Whether a story's fifty words long or a hundred thousand, the most important passage is the opening paragraph. In the few seconds it takes to read it, most readers decide if finishing the tale is worth their time. The story may have the potential of being a bestseller but if the opening paragraph fails to capture the reader's imagination, he or she is likely to loose interest and look someplace else for entertainment. Fortunately, there are several easy techniques authors can use to create powerful opening paragraphs that will grab a reader's attention.
Start with an action scene. Dropping a reader in the
middle of something that's happening is the quickest way to get his or her attention.

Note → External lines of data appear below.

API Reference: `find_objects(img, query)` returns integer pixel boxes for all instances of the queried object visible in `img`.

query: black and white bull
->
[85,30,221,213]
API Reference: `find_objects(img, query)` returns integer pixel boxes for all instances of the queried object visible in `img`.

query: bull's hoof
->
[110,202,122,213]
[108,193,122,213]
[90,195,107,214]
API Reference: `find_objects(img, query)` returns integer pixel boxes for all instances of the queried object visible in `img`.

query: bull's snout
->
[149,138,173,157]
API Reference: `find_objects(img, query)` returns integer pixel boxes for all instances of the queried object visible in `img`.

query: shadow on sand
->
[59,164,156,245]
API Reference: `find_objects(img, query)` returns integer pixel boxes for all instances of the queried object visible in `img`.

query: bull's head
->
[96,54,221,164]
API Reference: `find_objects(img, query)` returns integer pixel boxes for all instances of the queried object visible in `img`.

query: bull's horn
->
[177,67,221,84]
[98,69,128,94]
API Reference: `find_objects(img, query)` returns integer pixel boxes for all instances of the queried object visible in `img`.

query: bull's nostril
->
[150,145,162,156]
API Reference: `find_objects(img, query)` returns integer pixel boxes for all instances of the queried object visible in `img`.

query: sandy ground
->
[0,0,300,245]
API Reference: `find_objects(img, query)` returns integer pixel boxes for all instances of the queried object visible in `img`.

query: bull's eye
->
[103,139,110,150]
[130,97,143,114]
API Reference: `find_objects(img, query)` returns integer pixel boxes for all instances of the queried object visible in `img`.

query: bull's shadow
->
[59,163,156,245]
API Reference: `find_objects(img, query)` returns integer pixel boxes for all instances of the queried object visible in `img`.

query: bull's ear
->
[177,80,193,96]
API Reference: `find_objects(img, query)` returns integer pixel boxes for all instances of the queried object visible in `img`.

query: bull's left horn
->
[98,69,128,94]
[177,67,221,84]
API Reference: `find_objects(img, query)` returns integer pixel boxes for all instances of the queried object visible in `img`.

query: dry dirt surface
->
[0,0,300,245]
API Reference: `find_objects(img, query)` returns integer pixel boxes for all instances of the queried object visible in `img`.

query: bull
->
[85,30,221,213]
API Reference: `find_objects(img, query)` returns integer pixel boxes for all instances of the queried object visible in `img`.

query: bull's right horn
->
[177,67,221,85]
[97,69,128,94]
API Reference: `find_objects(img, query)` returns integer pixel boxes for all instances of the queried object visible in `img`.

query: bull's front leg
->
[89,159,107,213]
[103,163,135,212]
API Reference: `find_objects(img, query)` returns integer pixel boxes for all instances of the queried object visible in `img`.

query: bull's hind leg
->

It forces the reader to ask: Why is this happening? Who's doing it? How's it
going to end?
Writers who succeed in getting their readers to ask questions in the very beginning of a story are writers who get their stories read.
The action doesn't have to be physical like a battle
in space. It can be an argument between two people or a love scene. Anything
will work as long as it's something that's happening and, most importantly,
happening now. People want to live a story as it happens, not be told about
something that happened in the past.
Start with a sentence that makes the reader ask a question.
People hate unanswered questions and authors have used this fact to capture
their audience's attention for centuries. It doesn't have to be a literal question,
just something that piques the reader's curiosity. Consider the following openings
and some of the questions they make the reader ask:
He knew he had to disappear. (Who is he? Why does he
have to disappear? What'll happen if he doesn't?)
They'd be here soon, too soon. (Who are they? Why is
it going to be too soon? What are they going to do when they get there?)
Sentences like these pull readers into the writer's universe.
This technique is effective as long as the writer doesn't
kill the suspense by answering all of the first paragraph's questions in the
second paragraph. Good writers keep their readers on the edge of their chairs
by building more mystery before answering the questions introduced in the opening
Hit the reader with an unexpected statement. No finer
example of this can be found than the opening paragraph of Raymond Chandler's
"The Big Sleep." It starts out with a boring description of what the
point-of-view character was wearing. Just when the reader's relaxed but not
quite bored, Mr. Chandler closes the paragraph with a short pithy sentence that
snaps the reader to attention. The bland beginning lulls the reader so that
he or she is shocked by the unexpected closing statement.
Once the reader's caught, don't let them off the hook. Grabbing a reader's attention only gets him or her interested enough to read to the bottom of the first page so avoid killing their interest by lapsing into a boring narrative or flashback. Keep them interested by introducing new mysteries or tensions before resolving the questions presented in the opening scene.
Capture the reader's attention in the first paragraph and don't let go and you'll have people reading your stories from cover to cover.